A letter to my bras before I destroy them

Audrey Koster

Dear Bra(s),

Which one of you am I addressing? Frankly it’s hard to say.

Audrey Koster

The whole lingering slew of you Training Bras? Just throw yourselves away already. You haunt from an awkward past, the “training stage” of a pre-teen’s life. By the way, training for what? Certainly not the marathon of sexual encounters I wasn’t having at a whopping 14 years old. Training my breasts to develop into a perfect commercialized shape? More likely. Training me to tolerate a lifetime of comfortless restriction? Seems right.

Lacey Lu, you’re sexy and black, but also itchy and bitchy. You unflatter me with your too-tight torturous clips which gnaw at my chubby ribs.
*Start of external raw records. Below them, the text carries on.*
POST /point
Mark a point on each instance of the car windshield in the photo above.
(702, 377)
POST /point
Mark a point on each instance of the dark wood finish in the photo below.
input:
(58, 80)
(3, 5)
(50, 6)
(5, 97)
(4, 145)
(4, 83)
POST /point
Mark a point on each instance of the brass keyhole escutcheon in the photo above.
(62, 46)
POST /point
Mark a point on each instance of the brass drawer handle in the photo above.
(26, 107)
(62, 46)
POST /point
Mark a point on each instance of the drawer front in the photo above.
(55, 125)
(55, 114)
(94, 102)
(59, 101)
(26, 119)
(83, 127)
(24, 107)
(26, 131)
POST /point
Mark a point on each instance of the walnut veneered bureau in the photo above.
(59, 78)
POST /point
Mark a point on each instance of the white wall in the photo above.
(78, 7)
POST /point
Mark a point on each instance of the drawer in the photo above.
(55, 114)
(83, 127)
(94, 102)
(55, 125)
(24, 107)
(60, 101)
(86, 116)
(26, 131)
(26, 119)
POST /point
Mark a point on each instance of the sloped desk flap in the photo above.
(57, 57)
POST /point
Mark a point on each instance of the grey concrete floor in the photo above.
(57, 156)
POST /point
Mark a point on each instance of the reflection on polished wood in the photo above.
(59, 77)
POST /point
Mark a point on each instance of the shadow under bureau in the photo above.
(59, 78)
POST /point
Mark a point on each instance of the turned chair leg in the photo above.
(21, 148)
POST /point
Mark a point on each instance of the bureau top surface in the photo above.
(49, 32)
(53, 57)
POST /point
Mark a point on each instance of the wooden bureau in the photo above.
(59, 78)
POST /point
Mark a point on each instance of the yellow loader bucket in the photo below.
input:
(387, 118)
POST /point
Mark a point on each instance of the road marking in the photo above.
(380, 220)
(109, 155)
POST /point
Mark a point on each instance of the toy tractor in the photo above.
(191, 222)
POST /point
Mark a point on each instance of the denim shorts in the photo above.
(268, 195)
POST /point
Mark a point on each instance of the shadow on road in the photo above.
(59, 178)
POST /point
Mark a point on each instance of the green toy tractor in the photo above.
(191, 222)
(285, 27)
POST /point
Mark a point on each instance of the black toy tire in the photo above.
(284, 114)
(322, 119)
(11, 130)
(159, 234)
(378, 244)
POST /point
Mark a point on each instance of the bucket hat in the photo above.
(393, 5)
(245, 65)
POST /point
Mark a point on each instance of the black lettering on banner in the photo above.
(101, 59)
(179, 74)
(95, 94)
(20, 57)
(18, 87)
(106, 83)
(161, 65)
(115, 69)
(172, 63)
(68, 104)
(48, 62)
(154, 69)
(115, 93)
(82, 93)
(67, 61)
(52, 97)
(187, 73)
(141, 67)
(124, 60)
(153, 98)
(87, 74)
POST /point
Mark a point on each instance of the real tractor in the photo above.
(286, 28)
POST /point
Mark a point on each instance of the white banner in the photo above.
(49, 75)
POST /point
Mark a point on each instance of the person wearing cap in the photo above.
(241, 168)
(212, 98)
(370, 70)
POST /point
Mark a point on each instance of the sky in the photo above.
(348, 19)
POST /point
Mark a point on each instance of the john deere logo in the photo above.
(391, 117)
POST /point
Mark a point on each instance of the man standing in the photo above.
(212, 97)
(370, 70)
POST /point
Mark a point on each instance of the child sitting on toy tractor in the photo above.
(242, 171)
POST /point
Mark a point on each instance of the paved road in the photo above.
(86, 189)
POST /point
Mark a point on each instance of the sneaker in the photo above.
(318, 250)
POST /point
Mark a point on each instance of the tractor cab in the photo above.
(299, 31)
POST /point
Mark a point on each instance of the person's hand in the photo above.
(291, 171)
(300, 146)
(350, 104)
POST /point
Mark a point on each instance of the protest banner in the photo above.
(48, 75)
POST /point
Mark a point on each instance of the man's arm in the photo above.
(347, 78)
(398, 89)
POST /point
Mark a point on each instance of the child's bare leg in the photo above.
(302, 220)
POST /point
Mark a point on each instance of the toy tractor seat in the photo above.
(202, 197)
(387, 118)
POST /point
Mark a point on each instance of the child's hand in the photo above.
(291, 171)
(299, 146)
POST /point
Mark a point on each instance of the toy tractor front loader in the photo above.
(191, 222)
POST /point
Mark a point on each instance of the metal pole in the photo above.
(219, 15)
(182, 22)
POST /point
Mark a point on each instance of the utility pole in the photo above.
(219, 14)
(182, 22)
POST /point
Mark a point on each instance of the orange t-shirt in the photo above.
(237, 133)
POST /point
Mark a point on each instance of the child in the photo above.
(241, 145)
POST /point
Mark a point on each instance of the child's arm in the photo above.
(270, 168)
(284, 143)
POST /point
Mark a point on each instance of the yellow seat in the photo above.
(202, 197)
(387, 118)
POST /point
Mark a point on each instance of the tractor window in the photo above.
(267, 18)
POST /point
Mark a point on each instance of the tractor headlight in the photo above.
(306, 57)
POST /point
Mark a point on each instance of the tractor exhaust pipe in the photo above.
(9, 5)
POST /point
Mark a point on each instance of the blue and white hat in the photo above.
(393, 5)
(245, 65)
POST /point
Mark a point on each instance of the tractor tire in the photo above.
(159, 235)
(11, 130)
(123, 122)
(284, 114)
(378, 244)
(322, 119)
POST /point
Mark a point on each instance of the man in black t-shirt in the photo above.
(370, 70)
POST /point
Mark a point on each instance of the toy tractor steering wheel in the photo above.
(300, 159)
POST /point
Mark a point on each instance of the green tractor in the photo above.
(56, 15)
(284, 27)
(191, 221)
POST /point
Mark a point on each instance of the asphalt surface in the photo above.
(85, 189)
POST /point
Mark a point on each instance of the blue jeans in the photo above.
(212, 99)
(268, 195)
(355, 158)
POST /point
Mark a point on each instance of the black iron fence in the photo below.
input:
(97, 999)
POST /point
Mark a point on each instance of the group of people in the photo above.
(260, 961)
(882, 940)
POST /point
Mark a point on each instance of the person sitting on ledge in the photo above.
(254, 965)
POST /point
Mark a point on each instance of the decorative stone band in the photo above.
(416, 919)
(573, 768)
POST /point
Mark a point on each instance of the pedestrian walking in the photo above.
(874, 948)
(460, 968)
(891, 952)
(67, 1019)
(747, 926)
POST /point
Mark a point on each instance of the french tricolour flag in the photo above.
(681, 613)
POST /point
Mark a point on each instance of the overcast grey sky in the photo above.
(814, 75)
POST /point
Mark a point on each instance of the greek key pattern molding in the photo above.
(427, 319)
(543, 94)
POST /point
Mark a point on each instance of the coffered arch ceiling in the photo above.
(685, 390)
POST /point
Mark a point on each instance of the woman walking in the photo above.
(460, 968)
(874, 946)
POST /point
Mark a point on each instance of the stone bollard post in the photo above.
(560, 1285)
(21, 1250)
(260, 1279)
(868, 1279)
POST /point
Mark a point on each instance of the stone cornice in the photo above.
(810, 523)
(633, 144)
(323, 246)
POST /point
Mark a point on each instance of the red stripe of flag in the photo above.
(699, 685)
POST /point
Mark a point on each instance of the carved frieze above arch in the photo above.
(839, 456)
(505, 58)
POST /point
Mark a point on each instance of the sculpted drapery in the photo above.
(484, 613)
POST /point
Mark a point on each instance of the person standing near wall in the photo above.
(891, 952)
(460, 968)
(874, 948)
But you, Mom Bra, you are the worst. At the opposite end of the feminine spectrum, you don’t even attempt to flatter cleavage. Strictly utilitarian, slightly discolored to a sweat-tinted off-white, and duct taped underwire to maintain impossible structural integrity–just sad. Grow a bow, will you?

Did I once think that your $40 superfluous selves were a modern woman’s necessity? Yes. The second drawer down in my wardrobe contains the evidence.

So I have to excuse myself when occasionally rising to the social expectation, which generally is followed by stripping the thing from under my shirt and shoving it in the nearest hiding place.

You actually confound men, who subconsciously—if not consciously—appreciate your general purpose, even when they are crippled by your kung fu grip at the most inopportune times.

Maybe someday I’ll stumble upon a clothing item that necessitates you, like a wife beater, or another bra that’s too big which requires a second bra underneath. That could be applicable to next year’s Halloween costume. Yes, Halloween may be the next time I even take you out of my drawer to make my Workout Barbie costume more authentic.

Since freshman year when I nixed the daily ceremonious strapping of my breasts, quit buying new makeup, wrapped a small braided piece of my hair with colored embroidery floss and tarnished my lower lip with a tattoo simply stating “BURGER” in Helvetica font, my mother has urged me to stop “acting out” and to “just get over this phase already.”

But I’ve realized that not all (real) boobies are perfectly round, frontal orbs. Hello—100 percent of the world has nipples. Not to mention that other percentage that has three nipples, including Marky Mark, man-babe extraordinaire. And I don’t think he even owned a shirt during the 90s.

To clarify, I’m not a bra burner, at least in the old feminist sense. I’ve never been concerned with function-over-fashion. I just don’t know that this should be every woman’s bleak respective future, engrained practically since birth.

What do I have to cover, to contain, or even to reveal?

A 15-year-long study in France found that no woman actually benefits from wearing bras. Quite the contrary. Women who functioned on a daily basis without had increased circulation and stronger upper body muscles which directly correlated to perky breasts.

Conducted on ladies between the ages of 18 and 35, the group feeling the full effect of gravity even admitted to running being a comfortable activity.

It stated that if you’ve been wearing a bra for “too long” – which was of ambiguous length or age – it might be too late to save twins. I assume this meant that they may droop a bit lower than before. But it doesn’t necessarily mean it’s too late to claim the comfort, posture or breathability of being braless. Nobody is at a loss for a good full breath of air.

Obviously nothing has given me a legitimate reason in the past years to wear one consistently. Not even my mother can convince me, who is very persuasive, which I’m convinced is due to the fact that we share 23 chromosomes.

And up until recently, the same bra.